On a fourth-and-4, Matt Voigtlander executed a fake punt by carrying the ball 27-yards from the Bison 39. He picked up the first down and set up the Bison’s first touchdown of the game, a 39-yard screen pas catch-and-run by Texas native D.J. McNorton.
Voigtlander, a senior, was initially recruited as a running back but made the conversion to punting in the spring. The trick play that relied on Voigtlander’s rushing abilities remained unused in the Bison arsenal the entire season, waiting for the right moment, North Dakota coach Craig Bohl said.
“As open as it was, just about anyone could have done what I did with the wide‑open field.,” Voigtlander said.
North Dakota State took the third frame 7-0, marking the first time this season Sam Houston State had been held scoreless in the quarter.
Voigtlander’s new-found punting abilities came into the spotlight Saturday against the top scoring offense in the nation. He pinned Sam Houston State inside the 20 four times. His kicks totaled 442 yards on 10 tries, with a long of 66-yards booted on the first Bison drive of the game.

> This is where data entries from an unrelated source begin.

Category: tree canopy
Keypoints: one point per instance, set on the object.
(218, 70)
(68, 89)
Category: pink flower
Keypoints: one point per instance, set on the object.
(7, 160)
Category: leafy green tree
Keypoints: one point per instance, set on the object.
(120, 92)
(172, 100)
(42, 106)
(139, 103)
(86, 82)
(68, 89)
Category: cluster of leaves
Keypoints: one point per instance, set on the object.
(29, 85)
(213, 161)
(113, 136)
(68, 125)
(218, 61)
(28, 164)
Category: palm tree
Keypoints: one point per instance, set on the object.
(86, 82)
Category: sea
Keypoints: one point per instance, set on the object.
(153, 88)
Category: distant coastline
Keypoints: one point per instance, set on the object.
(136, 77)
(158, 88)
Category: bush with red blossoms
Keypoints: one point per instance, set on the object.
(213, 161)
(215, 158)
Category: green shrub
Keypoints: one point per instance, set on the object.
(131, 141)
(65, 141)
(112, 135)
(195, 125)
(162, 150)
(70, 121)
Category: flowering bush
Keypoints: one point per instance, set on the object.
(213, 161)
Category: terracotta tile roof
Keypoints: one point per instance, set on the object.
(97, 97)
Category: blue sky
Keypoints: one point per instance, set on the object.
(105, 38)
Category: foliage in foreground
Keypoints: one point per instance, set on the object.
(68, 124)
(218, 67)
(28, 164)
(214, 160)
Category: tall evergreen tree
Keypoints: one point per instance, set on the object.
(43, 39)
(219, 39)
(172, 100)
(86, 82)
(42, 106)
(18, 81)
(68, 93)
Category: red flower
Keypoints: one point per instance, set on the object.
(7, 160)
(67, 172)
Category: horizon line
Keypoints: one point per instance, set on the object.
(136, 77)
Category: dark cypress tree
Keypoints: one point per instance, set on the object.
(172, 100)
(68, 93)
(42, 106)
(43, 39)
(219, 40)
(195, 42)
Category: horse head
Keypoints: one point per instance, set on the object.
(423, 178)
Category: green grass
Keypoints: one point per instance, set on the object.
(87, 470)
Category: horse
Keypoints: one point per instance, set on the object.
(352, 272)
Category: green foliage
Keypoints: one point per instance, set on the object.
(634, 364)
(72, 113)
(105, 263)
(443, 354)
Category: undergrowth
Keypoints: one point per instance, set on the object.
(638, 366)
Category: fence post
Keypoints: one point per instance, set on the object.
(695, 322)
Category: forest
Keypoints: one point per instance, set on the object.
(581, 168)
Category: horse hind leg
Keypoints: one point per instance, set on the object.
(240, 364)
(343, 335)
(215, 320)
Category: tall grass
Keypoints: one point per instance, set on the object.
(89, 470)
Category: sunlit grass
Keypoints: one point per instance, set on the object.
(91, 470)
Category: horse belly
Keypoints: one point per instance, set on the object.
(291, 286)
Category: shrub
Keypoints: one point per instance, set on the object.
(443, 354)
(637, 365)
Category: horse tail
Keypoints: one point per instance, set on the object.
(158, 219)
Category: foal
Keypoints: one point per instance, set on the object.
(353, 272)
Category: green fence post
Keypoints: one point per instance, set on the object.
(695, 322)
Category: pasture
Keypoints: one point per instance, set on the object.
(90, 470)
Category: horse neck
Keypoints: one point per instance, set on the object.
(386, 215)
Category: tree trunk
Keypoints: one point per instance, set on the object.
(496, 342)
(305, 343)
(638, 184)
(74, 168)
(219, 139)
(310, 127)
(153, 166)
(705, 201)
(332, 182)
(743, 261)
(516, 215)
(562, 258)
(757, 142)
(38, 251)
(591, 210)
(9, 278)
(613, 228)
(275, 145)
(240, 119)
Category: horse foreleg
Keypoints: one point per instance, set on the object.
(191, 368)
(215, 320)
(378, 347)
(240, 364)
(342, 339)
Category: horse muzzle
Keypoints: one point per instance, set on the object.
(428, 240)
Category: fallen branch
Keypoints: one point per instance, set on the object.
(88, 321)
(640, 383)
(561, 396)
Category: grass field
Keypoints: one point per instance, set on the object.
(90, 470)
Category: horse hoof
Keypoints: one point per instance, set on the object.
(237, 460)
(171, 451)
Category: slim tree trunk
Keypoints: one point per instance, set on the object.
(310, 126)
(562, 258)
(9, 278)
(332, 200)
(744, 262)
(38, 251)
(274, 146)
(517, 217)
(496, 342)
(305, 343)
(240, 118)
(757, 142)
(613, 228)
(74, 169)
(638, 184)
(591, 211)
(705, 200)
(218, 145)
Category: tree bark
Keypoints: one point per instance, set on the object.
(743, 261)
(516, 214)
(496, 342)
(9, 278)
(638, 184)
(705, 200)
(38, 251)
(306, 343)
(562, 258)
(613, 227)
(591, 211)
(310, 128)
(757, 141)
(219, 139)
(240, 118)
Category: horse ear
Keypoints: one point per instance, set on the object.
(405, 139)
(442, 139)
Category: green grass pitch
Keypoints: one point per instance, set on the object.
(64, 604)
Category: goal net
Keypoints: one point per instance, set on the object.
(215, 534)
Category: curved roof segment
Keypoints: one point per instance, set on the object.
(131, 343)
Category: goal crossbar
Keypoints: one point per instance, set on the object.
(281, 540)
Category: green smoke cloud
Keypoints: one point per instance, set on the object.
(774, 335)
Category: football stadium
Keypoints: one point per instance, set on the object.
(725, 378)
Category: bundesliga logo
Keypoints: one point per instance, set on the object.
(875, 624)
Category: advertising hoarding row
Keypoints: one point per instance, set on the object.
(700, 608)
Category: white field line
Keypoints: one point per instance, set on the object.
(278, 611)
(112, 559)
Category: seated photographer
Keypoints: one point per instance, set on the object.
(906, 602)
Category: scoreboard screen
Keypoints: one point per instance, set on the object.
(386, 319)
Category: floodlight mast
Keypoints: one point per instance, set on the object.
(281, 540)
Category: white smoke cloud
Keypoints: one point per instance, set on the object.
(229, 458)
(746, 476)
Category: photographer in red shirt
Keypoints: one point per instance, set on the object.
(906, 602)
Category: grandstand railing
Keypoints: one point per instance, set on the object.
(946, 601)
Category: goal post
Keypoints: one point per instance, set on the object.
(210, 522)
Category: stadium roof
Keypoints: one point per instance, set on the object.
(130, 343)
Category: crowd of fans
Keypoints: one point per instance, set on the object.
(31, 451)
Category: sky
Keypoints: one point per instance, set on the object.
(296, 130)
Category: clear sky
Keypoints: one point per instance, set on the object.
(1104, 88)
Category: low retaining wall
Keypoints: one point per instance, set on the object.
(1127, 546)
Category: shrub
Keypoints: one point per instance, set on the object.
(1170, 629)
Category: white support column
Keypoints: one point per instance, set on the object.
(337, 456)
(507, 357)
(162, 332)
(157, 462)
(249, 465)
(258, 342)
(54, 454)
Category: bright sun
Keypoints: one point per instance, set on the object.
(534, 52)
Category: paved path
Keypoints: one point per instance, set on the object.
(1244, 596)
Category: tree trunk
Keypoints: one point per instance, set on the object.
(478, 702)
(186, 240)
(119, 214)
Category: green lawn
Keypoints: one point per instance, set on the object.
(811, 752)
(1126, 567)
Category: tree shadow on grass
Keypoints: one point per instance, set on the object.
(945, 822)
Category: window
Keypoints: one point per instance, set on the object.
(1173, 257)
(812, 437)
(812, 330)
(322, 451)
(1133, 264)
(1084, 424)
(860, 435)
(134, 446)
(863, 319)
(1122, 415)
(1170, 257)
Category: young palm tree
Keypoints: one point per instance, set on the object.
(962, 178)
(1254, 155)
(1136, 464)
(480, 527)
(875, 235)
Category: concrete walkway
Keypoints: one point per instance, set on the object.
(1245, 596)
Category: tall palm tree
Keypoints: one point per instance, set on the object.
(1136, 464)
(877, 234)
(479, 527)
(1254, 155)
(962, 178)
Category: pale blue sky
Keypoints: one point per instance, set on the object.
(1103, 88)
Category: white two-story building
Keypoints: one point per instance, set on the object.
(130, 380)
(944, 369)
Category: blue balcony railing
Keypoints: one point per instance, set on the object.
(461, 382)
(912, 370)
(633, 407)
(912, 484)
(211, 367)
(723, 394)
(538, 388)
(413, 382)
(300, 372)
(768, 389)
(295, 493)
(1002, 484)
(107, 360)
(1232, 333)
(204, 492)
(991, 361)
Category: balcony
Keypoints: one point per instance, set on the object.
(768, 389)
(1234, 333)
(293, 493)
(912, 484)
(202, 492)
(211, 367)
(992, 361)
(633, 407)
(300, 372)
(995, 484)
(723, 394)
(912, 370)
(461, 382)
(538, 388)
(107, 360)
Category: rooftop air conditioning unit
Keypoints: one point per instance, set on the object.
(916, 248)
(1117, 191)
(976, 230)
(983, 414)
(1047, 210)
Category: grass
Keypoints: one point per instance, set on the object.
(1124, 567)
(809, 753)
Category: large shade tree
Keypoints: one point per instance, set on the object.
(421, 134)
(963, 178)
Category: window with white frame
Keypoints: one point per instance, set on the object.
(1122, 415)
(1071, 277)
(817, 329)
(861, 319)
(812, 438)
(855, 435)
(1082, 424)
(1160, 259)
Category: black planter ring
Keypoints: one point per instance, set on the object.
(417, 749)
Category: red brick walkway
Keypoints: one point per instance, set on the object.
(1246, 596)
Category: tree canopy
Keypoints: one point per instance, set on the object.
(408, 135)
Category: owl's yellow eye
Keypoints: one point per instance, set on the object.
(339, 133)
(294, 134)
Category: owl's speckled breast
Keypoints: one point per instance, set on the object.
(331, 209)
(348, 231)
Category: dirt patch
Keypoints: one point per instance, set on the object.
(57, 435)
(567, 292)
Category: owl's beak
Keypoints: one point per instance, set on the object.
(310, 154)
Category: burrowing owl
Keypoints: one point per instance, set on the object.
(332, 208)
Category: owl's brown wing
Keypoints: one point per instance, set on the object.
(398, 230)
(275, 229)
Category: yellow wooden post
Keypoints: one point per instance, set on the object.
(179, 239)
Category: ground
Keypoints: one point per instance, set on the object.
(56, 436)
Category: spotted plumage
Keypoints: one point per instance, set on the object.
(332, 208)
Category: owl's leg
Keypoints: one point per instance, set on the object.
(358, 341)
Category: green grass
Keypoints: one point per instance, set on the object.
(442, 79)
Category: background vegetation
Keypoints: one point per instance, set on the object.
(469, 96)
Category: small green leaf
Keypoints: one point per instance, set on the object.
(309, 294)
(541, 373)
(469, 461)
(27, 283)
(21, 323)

McNorton’s touchdown gave North Dakota a 10-6 lead, which it would hold until the fourth quarter when a freshman would help put the game away and claim the Most Outstanding Player honors.
Linebacker Travis Beck dropped back into coverage on third-and-13, which put him into position to get pegged in the chest by Sam Houston State quarterback Brian Bell. Beck secured the pick and returned it 63 yards to the Sam Houston 1, setting up a 1-yard keeper by quarterback Brock Jensen.
“I decided I better catch this one or else I'll never hear the end of that,” Beck said. “I did what I could. Couldn't get it in, but the offense finished it off.”
The return was sprung by a huge block from cornerback Christian Dudzik, which Beck said he was unable to see but most definitely heard.
Beck did, however, take a moment to apologize to the person who was counting on him to get that one extra yard off his first career interception the most.
“Grandpa, if you're watching, I'm sorry I didn't get that touchdown like you said,” Beck said. “But maybe next year.”
Beck was a key part to the defensive struggle that began the moment the first kickoff left the tee, until the final whistle.
It took the Bison 10 minutes to find the scoreboard first on a 19-yard field goal by Ryan Jastram. Sam Houston State managed just 52 yards of total offense in the first quarter.
The Bearkats entered halftime with the lead after Craig Alaniz hit field goals from 24 and 31 yards in the second quarter. However, the six-point first half was the lowest-scoring effort Sam Houston State had put up the entire season.
Offense didn’t come easy for North Dakota State either.
Both teams were held to a combined 5-of-31 on third-down conversions, with North Dakota State going just 1-for 13. Bohl admitted if he would have known his team would convert just one third down, he wouldn’t bet on his team to have won.
The Bison defense held Sam Houston State three out of four times on fourth down tries.
“We didn't have a lot of success on third and short and fourth and short,” Sam Houston State coach Willie Fritz said. “But they did a good job of playing the situation better than we did.”
Sam Houston claimed two takeaways in the game on an interception and a fumble recovery but failed to convert either into points.
Saturday’s win marks North Dakota State’s ninth national championship, with the previous eight coming in Division II or the Small College Division.
The championship week became a demonstration of the tradition of tiny Fargo, N.D., from the play on the field to the enormous wave of green and gold that filled the stands, cheering with every snap.
“We have a great, rich tradition at North Dakota State,” Bohl said. “The school has won eight national championships in football. And so we've got a lot of pride, not only with these guys ‑‑ and D.J. alluded to it ‑‑ Bison pride. That goes all the way back to the '60s, I believe 1965.”